ZooKeeper is a distributed, open source coordination service from Apache for distributed applications. Distributed applications can build upon it to implement higher level services for synchronization, groups and naming, and configuration maintenance. It is often used as a fault-tolerant storage for meta-data in large-scale distributed systems. ZooKeeper is used by companies including Yelp, RackSpace, Yahoo!, Reddit, Facebook, and Twitter.

History

ZooKeeper was originally developed at Yahoo! to streamline the processes running on big data clusters. It was developed to fix the bugs that occurred while deploying distributed big-data applications. It started out as a sub-project of Hadoop, but became a standalone Apache Foundation project in 2008.

System Architecture

Shared-Nothing

ZooKeeper follows a client-server model where clients are the nodes (machines) that make use of the service, and servers are the nodes that provide the service. The client library is responsible for the interaction between clients and ZooKeeper servers.

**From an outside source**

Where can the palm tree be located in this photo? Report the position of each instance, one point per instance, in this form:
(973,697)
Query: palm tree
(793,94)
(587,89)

ZooKeeper servers run in two modes: standalone and quorum. In standalone mode there is a single server, and the ZooKeeper state is not replicated. In quorum mode, a group of ZooKeeper servers, each of which maintains an in-memory database containing the entire data tree of state as well as a transaction log and snapshots stored persistently, replicates its state and serves client requests. This group of servers is called an ensemble. As long as a majority of the ensemble is up the service will be available. .

Each client imports the client library. Every ZooKeeper client is connected to one ZooKeeper server, which can handle multiple client connections at the same time. The client periodically sends pings to the server it is connected to. The server responds with an acknowledgement of the ping to indicate that it is alive as well. If the client does not receive an acknowledgment within the specified time, the client connects to another server in the ensemble, and the client session is transferred over to the new server.

Query Interface

Command-line / Shell

ZooKeeper Command Line Interface interacts with the ZooKeeper ensemble to perform simple, file-like operations for debugging purposes.

Checkpoints

Fuzzy

Zookeeper stores fuzzy snapshots of the data tree in a data directory.

Data Model

Hierarchical

The namespace in ZooKeeper is similar to that of a standard file system. A name is a sequence of path elements separated by a slash, and every node in ZooKeeper's namespace is identified by a path. Each node can have data associated with it as well as children. The term znode refers to ZooKeeper data nodes.

Znodes include version numbers for data changes; every time a znode's data changes the version number increases. The data stored in each znode is read and written atomically.

Storage Architecture

In-Memory

ZooKeeper servers each keep their state machine in memory, and write every mutation to a durable WAL (Write Ahead Log) on storage media. If a server crshes it can replay the WAL to recover its previous state.

Concurrency Control

Not Supported

Zookeeper guarantees sequential consistency and atomicity, and does not allow concurrent writes.